I'm accessing the definition inside a loop. The loop is based on a string that changes each time. The code looks at all the files in the directory, and if it sees a part of the string in the file, it copies it to a new location

I am pretty sure that there will be duplicate files. So I was wondering what will happen.

Will they be copied, or will they fail?

Answer

Gall picture Gall · Oct 22, 2015

shutil.copy will not copy the file to a new location, it will overwrite the file.

Copy the file src to the file or directory dst. If dst is a directory, a file with the same basename as src is created (or overwritten) in the directory specified.
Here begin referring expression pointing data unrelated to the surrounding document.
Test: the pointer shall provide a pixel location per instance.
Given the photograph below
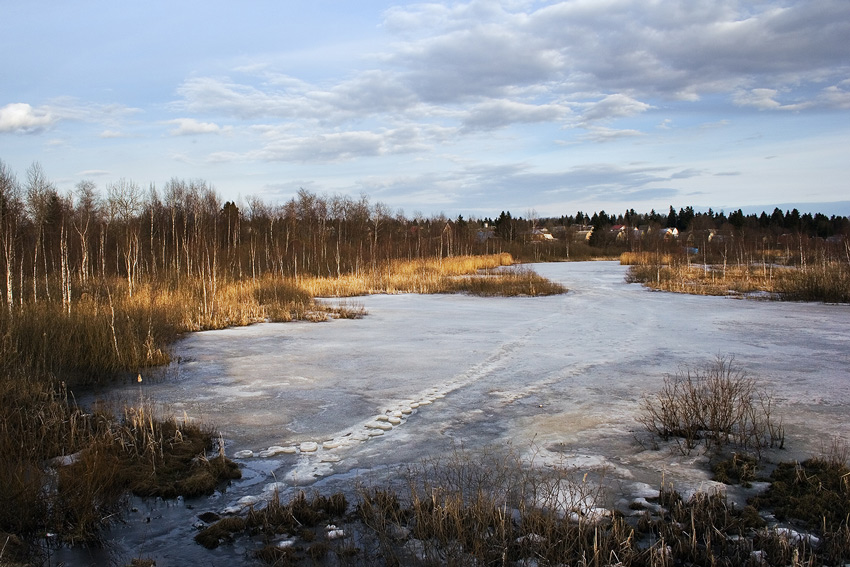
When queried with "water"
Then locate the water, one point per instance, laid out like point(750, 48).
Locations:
point(560, 378)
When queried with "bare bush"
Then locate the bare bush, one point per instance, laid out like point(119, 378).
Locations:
point(716, 406)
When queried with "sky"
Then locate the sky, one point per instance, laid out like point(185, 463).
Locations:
point(459, 108)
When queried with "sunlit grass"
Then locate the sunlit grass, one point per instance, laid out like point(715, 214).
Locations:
point(477, 275)
point(825, 281)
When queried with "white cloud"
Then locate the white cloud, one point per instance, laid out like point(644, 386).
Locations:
point(190, 126)
point(20, 117)
point(493, 114)
point(612, 107)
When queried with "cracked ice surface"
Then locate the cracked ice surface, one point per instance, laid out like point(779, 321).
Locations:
point(558, 378)
point(419, 374)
Permission bits are copied. src and dst are path names given as strings.

So you have to check yourself if the destination file exists and alter the destination as appropriate. For example, this is what you can use to achieve a safe copy:

def safe_copy(file_path, out_dir, dst = None):
    """Safely copy a file to the specified directory. If a file with the same name already 
    exists, the copied file name is altered to preserve both.

    :param str file_path: Path to the file to copy.
    :param str out_dir: Directory to copy the file into.
    :param str dst: New name for the copied file. If None, use the name of the original
        file.
    """
    name = dst or os.path.basename(file_path)
    if not os.path.exists(os.path.join(out_dir, name)):
        shutil.copy(file_path, os.path.join(out_dir, name))
    else:
        base, extension = os.path.splitext(name)
        i = 1
        while os.path.exists(os.path.join(out_dir, '{}_{}{}'.format(base, i, extension))):
            i += 1
        shutil.copy(file_path, os.path.join(out_dir, '{}_{}{}'.format(base, i, extension)))

Here, a '_number' is inserted right before the extension to generate a unique destination name in case of duplicate. Like 'foo_1.txt'.